My current theory is that there’s some IR optimizations (alone or in combination) that unfortunately cause register pressure to rise dramatically. For instance, there’s many values defined in the entry block that are reused throughout the function (some loads of <64 bit values have 100+ users).

I was wondering if anyone did some digging on this kind of issues in the past ? Any help would be greatly appreciated. I’m looking for anything really:

  • Ideas of passes to look at/disable/tweak
  • Theoretical optimizations that could be performed but aren’t implemented yet

Here’s some information on the kernel that may help:

  • Kernel has about 20 000 lines of IR and 500+ basic blocks.
  • There’s many layers of inlining, I think up to 10.
  • Extensive use of loop unrolling (critical for performance)
  • There’s a lot of reads from a big array constant global variable. A lot of things are loaded from there, from simple i32/i64s to pointers that are dereferenced later.
  • A lot of values defined in the entry blocks are re-used throughout the function. For instance, some small loads (i32/i64) have 100+ users in many basic blocks.

Thanks,
Pierre

One of the common culprits we’ve identified is loop invariant code motion, which can end up hoisting a lot of values to the top of a function. CSE is also a likely one based on what you write.

Both LICM and CSE are important canonicalization transforms. The right solution is to learn to rematerialize those values.

We’ve been talking about moving the spilling logic out of the register allocator proper, in favor of a scheme that looks more like what SSA-based register allocation proposes (without actually literally doing SSA-based register allocation):

  • In a backend region where we meticulously track register pressure:
    • There is a pass that reduces register pressure through a combination of rematerialization, spilling, and (potentially) code motion
    • Register allocation can then always success without (additional) spilling
1 Like

Thank you, that helps a lot. I will look more closely at rematerialization.
Is there an easy way to see which values failed to be rematerialized by RA (& thus which insts I need to look at rematerializing)? Do I just add some logs to canRematerializeAt or is there somewhere better?
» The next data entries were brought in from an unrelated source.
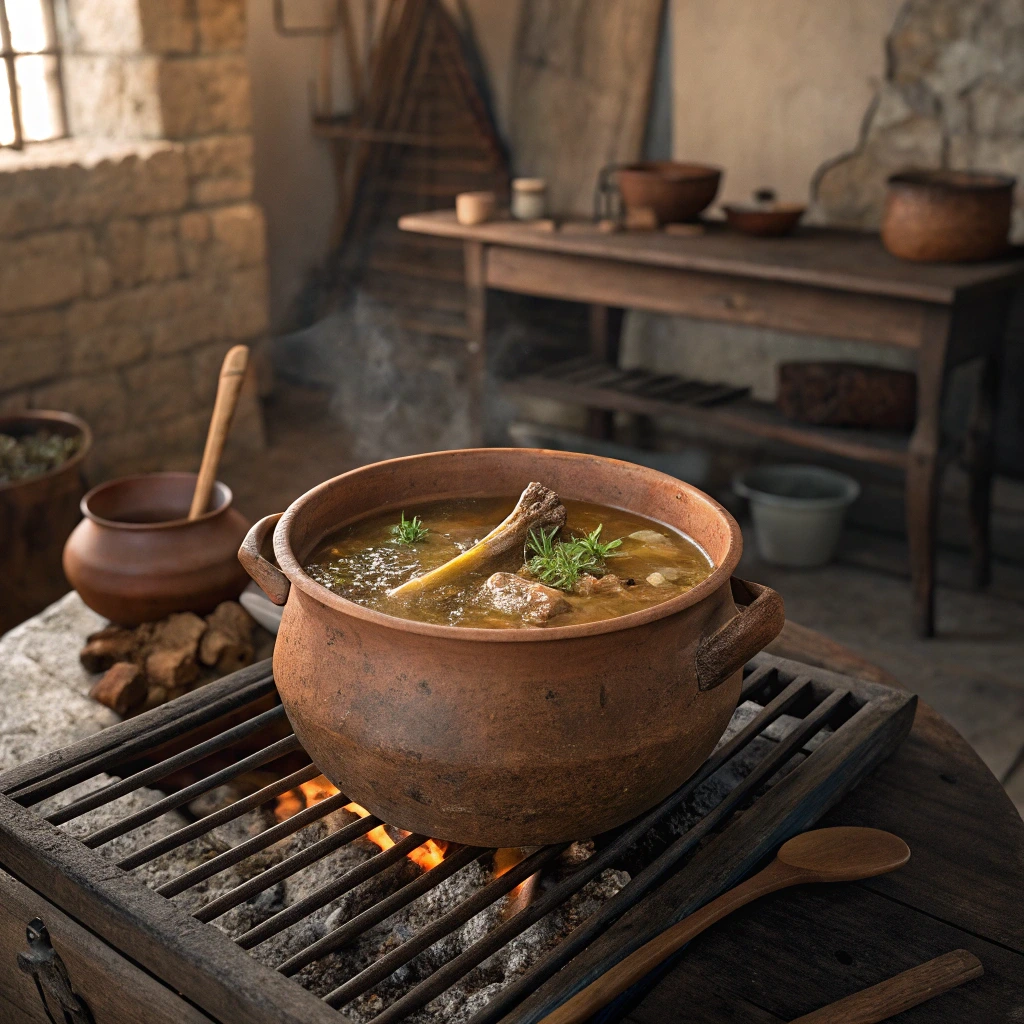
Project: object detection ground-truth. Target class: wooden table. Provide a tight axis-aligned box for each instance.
[399,211,1024,636]
[615,621,1024,1023]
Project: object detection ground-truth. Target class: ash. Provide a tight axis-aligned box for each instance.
[43,695,803,1023]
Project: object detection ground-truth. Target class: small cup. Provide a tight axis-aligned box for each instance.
[456,191,496,226]
[511,178,547,221]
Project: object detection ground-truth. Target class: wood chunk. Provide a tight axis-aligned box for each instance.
[199,601,256,673]
[144,612,205,691]
[80,625,144,673]
[482,572,571,625]
[89,662,146,716]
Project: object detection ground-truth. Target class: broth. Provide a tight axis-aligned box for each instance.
[303,496,714,629]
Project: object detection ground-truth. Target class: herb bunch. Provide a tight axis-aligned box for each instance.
[392,512,429,545]
[525,525,622,591]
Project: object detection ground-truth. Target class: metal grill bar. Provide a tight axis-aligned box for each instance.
[117,762,321,870]
[277,844,487,977]
[10,670,277,805]
[157,789,354,899]
[47,705,289,826]
[367,681,834,1024]
[461,685,851,1024]
[194,813,387,924]
[323,844,568,1010]
[236,831,431,948]
[0,1,23,150]
[85,734,303,849]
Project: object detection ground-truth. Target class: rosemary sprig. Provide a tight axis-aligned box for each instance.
[392,512,428,545]
[525,524,622,592]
EDIT: I took a look from the POV of canRematerializeAt, I noticed the instructions that are rejected the most often are:

  • Dereferenceable invariant loads from a constant global variable (S_LOAD_DWORDX2 to X8)
  • COPY

I’m wondering if it wouldn’t be a good idea to rematerialize such loads sometimes, but it seems tricky to do right. I think it’s cheaper to reload that global once than to spill 8 SGPRs & reload them later, no?
I did a quick test by setting the right bit on the instruction & modifying isReallyTriviallyReMaterializable but then remat fails a lot because the value that holds the address is no longer alive.

As for the COPY, I don’t know the context - why don’t we remat copies? Aren’t they cheap?